GROWING up is never easy — though daunting, the journey of finding one’s sense of self, one’s place in the world, while negotiating the pressures and choices that will ultimately define adulthood, is an inevitable rite of passage for every child. While millions of Pakistani children today are growing up stripped of their right to education and the chance of a brighter future, for those lucky to be in school, the possibilities an education affords them are mired in the pervasive tendency of parents and teachers to inflict mental and physical abuse on them. Two years since a teenage boy sustained severe physical and mental injuries after being assaulted by his schoolteacher at Cadet College Larkana shocked the nation, the legislative action and behavioural change our society ought to have undertaken has yet to come. Meanwhile, more students continue to suffer in unimaginable ways.
On Tuesday, an eight-year-old girl in Multan succumbed to her injuries after allegedly being tortured in the madressah she was enrolled in. A young boy in Karachi died under similar circumstances this January. In May, a video clip showing students of Cadet College Mastung being beaten en masse provoked widespread outrage. Yet these (and many more) incidents disappear from our collective consciousness almost as quickly as they do from our news cycles. There are other insidious ways in which students are traumatised, such as through the inordinate pressure to excel academically no matter the cost, including the devastating psychological damage to young minds.

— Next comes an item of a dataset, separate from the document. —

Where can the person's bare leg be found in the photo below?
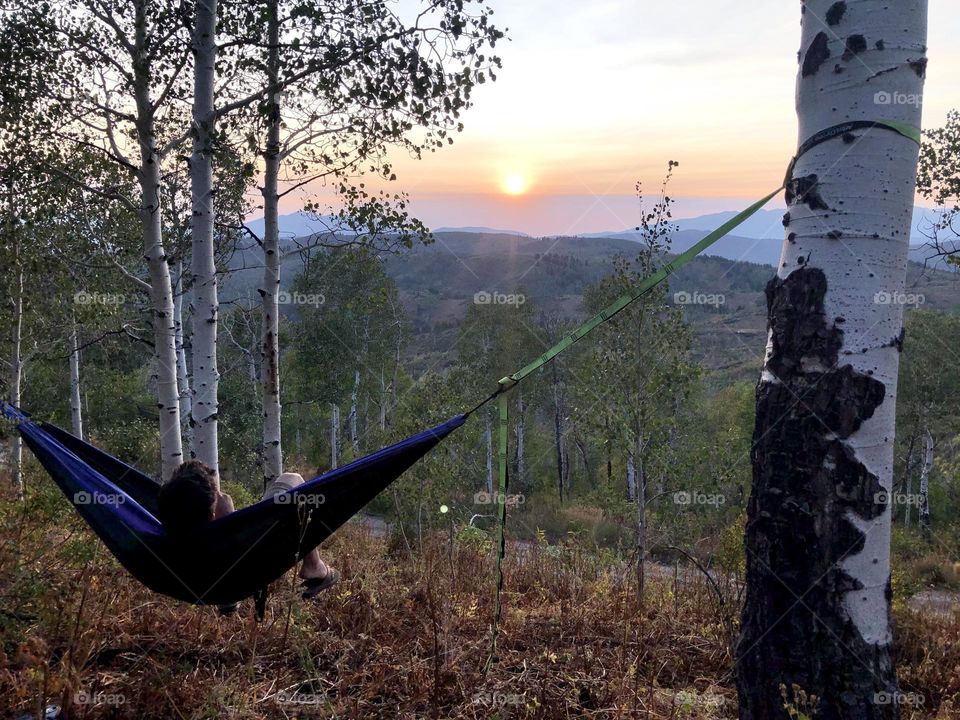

This week in Chitral, three students attempted suicide on the day their Intermediate exam results were announced. The educational experience is supposed to be about exploring and expanding one’s horizons and critical thinking, about learning to confront success and failure with grace and resilience — not about being berated into blind obeisance or, appallingly, beaten to death. A society that condones corporal punishment, instead of cultivating the well-being of its children, is one that is dooming the next generation to failure.
Published in Dawn, August 9th, 2018
Comments (3) Closed
its a pity that these students feel this pressure at such a young age. These are parents who put the pressure on them only down the line many of the girls do not even work...but end up being educated housewives...is it worth it.
Thank you . I spent my life as a teacher in Pakistan and most of it in the UK. During my years of teaching in England many of the changes occurred. The corporal punishment was made illegal . many doubted its usefulness but teachers welcomed it and used caring strategies to help the difficult students. Schools are much better places now though teaching is the most difficult and rewarding profession. One of my grand daughter is a police Cadet and the course she has to do is eye openers to me even after living the England most of my life. Police officers are called officers, but their action and behaviour is the best example of service. They are occasionally spat upon ,kicked, and verbally abused but they never lose their cool and strictly do a professional job they are there to do.
Pakistan has very old ancient Educational system, where they are incompetent and unqualified teachers, archaic method of teaching,, draconian rules, which subjects poor students to maltreatment and torture.